(本稿は「音楽表現学会」での2016年の大会での基調講演についての報告のひとつとして、会員向けのニュースレター2016年度第1号に書いたものです。)

旭山動物園長坂東元氏の基調講演「動物の声を聞く」は、動物の声を講演内で実際に聞くことはありませんでしたし、音楽表現学との表面的な接点もなかったのですが、私にとっては感じることがいっぱいある内容でした。

旭山動物園は今や北海道を代表する観光地として定着し、上野動物園や名古屋の東山動物園に次ぐ来園者数を誇ります。過去には「ラッコやコアラ、パンダがいなければ動物園にあらず」というような風潮の中で苦しい時期もあったようです。しかし話題となっている動物を購入して集客をはかるという安易な道を選ぶのではなく、「伝えるのは、命」という基本テーマにそって愚直にやってこられたことが今日の成果につながっています。動物たちへの深い愛情、動物園設置目的への深い理解、動物園職員のやりがい実現への自主努力がその基本テーマを構成しています。それらが動物の自然な行動や生活を見せる「行動展示」として具現化されてきたのです。じつはこうした旭山動物園の実践は「音楽界」にも通じる話なのだと思いました。

我々音楽表現学会の会員個々は音楽表現に関することを追究します。しかしそれは音楽表現をする「場」があるという前提があってこそはじめて可能になるものです。その場は音楽表現の場であると同時に音楽受容の場でもあります。またそれは他者との協働を可能にする場でもあります。会員個々はそうした場を意識することによって、追究すべき課題を得て、追究への刺激を受けるのだと思います。もちろん、そうした場をつくることは音楽表現学会の直接的な目的でないことはよく承知しています。

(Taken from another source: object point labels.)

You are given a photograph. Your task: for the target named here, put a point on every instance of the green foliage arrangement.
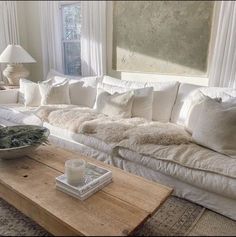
(23, 135)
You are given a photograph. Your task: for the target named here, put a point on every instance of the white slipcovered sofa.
(171, 101)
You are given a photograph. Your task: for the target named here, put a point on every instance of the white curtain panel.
(93, 38)
(51, 36)
(223, 67)
(9, 30)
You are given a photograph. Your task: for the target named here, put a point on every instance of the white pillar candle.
(74, 170)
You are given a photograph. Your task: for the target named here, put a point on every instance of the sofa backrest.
(179, 111)
(83, 92)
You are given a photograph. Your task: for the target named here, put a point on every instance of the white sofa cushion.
(164, 95)
(29, 94)
(19, 114)
(182, 103)
(188, 101)
(54, 94)
(83, 90)
(216, 126)
(143, 98)
(117, 105)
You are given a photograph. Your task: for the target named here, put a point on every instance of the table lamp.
(14, 56)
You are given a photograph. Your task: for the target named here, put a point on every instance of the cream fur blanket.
(113, 130)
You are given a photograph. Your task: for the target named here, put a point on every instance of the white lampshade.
(15, 54)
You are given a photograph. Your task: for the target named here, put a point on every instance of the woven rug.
(175, 217)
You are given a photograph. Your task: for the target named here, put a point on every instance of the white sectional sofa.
(171, 101)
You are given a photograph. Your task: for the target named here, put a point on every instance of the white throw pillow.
(216, 127)
(143, 98)
(117, 105)
(54, 94)
(29, 93)
(194, 108)
(164, 95)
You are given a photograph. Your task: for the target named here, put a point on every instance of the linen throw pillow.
(216, 126)
(194, 108)
(117, 105)
(29, 93)
(143, 99)
(54, 94)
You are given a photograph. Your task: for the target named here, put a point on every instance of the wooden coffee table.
(28, 184)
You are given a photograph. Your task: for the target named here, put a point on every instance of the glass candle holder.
(74, 171)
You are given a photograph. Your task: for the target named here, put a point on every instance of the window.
(71, 31)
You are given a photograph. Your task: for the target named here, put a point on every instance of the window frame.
(61, 4)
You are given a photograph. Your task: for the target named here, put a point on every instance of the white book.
(94, 176)
(84, 196)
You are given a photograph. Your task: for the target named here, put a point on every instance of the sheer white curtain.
(93, 38)
(223, 67)
(51, 36)
(9, 31)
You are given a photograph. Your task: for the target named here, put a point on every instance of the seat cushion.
(164, 95)
(216, 126)
(19, 114)
(202, 178)
(114, 105)
(79, 138)
(83, 92)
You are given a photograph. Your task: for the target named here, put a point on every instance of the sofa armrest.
(9, 96)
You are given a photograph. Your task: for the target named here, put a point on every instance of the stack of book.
(95, 178)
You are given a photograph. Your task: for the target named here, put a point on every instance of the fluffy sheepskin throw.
(113, 130)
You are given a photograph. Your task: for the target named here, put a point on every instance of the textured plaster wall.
(169, 37)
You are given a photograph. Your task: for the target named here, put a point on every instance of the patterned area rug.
(175, 217)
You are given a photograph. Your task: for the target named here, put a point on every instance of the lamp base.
(14, 72)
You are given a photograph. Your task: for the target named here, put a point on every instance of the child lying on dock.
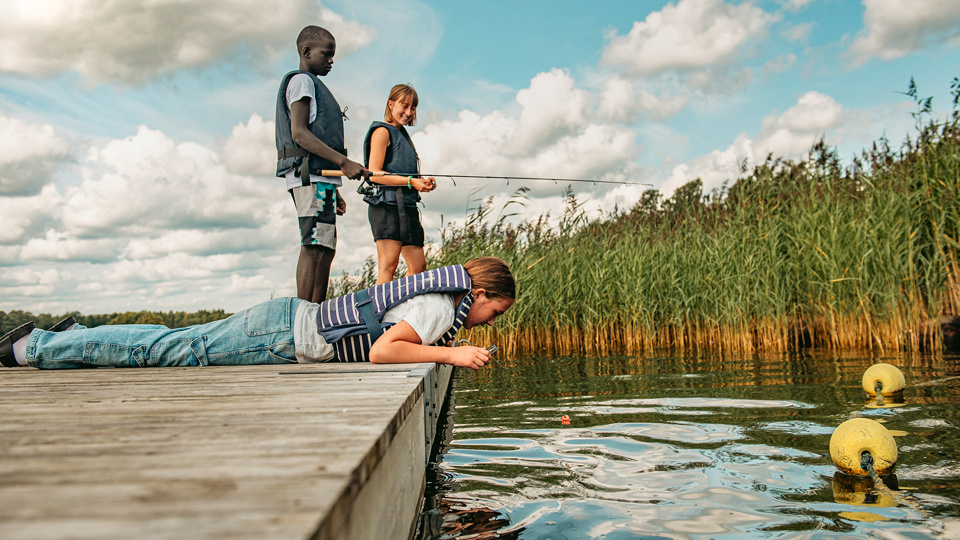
(393, 322)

しかし場を意識することによって会員個々の追究すべき課題が明らかになり深まっていくのですから、我々が場をつくることはできなくても場をまもり、場をつくる人を応援することはできます。

なお、ここでいう場とは簡単に言えば「劇場」のことです。ただしハコモノとしての劇場を指すだけでなく、劇場と同様のはたらきをする場をも意味します。またそうしたはたらき自体を場と呼ぶこともあります。

坂東氏の話は、こうした場をつくるのにラッコやコアラ、パンダばかりを重視して運営する動物園と同じことをしてはならないと教えてくれます。音楽界においては、例えばきちんとした運営方針を立てずにハコモノとしての劇場だけを建設する、あるいは持続的な活動計画を立てずに著名な演奏家を招聘して演奏会だけを催すなどは、ラッコやコアラ、パンダを購入し展示するだけで事足れりとする動物園と同じなのです。旭山動物園における「伝えるのは、命」とおなじような基本テーマが音楽界の個々の場においても必要なのだと思います。

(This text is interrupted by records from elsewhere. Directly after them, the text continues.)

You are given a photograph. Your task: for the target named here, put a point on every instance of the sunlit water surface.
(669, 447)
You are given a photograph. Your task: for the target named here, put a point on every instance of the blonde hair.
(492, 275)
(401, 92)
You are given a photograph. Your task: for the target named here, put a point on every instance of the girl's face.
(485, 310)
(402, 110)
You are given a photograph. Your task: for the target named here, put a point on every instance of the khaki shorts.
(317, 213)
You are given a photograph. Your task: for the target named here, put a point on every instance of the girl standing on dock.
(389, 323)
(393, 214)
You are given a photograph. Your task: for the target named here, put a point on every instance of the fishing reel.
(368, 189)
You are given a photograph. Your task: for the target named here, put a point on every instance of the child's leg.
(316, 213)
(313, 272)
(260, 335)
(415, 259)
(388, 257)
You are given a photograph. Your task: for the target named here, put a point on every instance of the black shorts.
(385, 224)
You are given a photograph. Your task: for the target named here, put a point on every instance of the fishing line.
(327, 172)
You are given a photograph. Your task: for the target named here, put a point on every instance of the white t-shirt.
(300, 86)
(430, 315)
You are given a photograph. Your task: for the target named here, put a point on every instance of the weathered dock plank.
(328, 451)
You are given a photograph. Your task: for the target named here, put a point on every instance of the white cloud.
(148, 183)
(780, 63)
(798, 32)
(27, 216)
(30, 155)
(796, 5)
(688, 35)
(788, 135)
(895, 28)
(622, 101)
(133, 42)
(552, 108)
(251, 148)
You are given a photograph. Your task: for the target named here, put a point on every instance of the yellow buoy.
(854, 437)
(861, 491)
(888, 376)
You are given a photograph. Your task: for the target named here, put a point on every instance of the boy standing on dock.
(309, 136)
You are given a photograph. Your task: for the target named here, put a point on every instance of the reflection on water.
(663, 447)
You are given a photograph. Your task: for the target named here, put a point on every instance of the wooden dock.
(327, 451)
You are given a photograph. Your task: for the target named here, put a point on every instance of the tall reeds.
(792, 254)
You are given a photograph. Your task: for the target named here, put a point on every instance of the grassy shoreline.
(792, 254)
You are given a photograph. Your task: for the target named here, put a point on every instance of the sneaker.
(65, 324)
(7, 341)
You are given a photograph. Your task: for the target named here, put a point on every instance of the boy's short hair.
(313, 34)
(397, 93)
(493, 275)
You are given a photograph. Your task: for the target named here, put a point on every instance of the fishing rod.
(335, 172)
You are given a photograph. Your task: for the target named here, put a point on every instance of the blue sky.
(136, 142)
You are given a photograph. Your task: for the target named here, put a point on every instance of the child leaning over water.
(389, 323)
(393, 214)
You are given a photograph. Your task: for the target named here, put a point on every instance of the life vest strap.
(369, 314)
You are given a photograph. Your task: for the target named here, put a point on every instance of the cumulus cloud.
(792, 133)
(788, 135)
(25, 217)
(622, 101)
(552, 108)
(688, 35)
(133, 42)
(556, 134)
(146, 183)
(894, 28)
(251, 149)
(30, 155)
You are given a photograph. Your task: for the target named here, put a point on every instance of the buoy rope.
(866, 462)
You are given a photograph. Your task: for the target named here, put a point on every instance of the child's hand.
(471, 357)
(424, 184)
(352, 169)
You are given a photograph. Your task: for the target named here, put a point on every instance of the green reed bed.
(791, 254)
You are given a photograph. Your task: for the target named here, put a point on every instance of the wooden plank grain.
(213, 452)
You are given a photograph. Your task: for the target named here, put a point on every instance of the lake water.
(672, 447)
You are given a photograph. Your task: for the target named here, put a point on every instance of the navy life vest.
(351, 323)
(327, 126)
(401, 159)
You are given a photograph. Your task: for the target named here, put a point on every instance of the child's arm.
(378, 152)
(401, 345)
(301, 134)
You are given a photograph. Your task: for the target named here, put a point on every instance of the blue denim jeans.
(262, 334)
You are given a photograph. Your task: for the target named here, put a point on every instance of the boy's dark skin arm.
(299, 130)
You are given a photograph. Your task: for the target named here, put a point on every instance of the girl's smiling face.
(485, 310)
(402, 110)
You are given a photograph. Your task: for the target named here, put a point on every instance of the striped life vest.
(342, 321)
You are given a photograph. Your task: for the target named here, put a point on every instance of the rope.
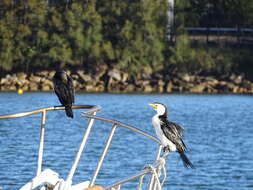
(153, 170)
(139, 187)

そうしたことを考えながらの大会からの帰り道、たまたま出版されたばかりの平田オリザ『下り坂をそろそろ下る』(講談社現代新書、2016)を読みました。平田オリザは日本を代表する劇作家・演出家で、大阪大学や東京藝術大学でコミュニケーションデザインや文化政策を教え、全国各地で演劇ワークショップを展開しています。この本の内容を簡単に言えば、物的人的資源が減少し続けて経済の右肩上がりがもはやあり得ない状況下の日本で、つまり下り坂を下っている日本で、その状況がもたらす「さびしさ」を日本人が克服して幸せや生きがいを感じるには「芸術」を中心に据えることだという主張です。平田は過去においても『新しい広場をつくる(市民芸術概論綱要)』(岩波書店、2013)や『芸術立国論』 (集英社新書、2001年)などにおいても同じ主張をしています。いずれにおいてもその主張にもとづく平田自身の実践例がさまざまに紹介されています。

平田は、芸術を特権的な者だけが創作し鑑賞するものとはとらえずに、人々のコミュニケーションを促進しコミュニティを形成するためのもので、誰にとっても必要なものであり、心の健康のため栄養剤なのだと言っています。芸術をそのようにとらえることによって人々の生活が精神的に豊かになり、地方の街にも活力と魅力が生まれて過疎化が解消し、GDPには現れない持続的な経済活動が保証されるとしています。そうした取り組みの成功例として自身が関わった瀬戸内の小豆島や但馬の豊岡、讃岐の善通寺、東北の女川・双葉などを紹介しています。

平田の場合、演劇を中心とした紹介例ですが、同じパフォーミングアーツであることで音楽にも深く関係する内容です。「伝えるのは、命」という旭山動物園の基本テーマと同様のものを、音楽表現の場においても意識することこそが、音楽表現学そのものの追究を進めていくのではないかと思います。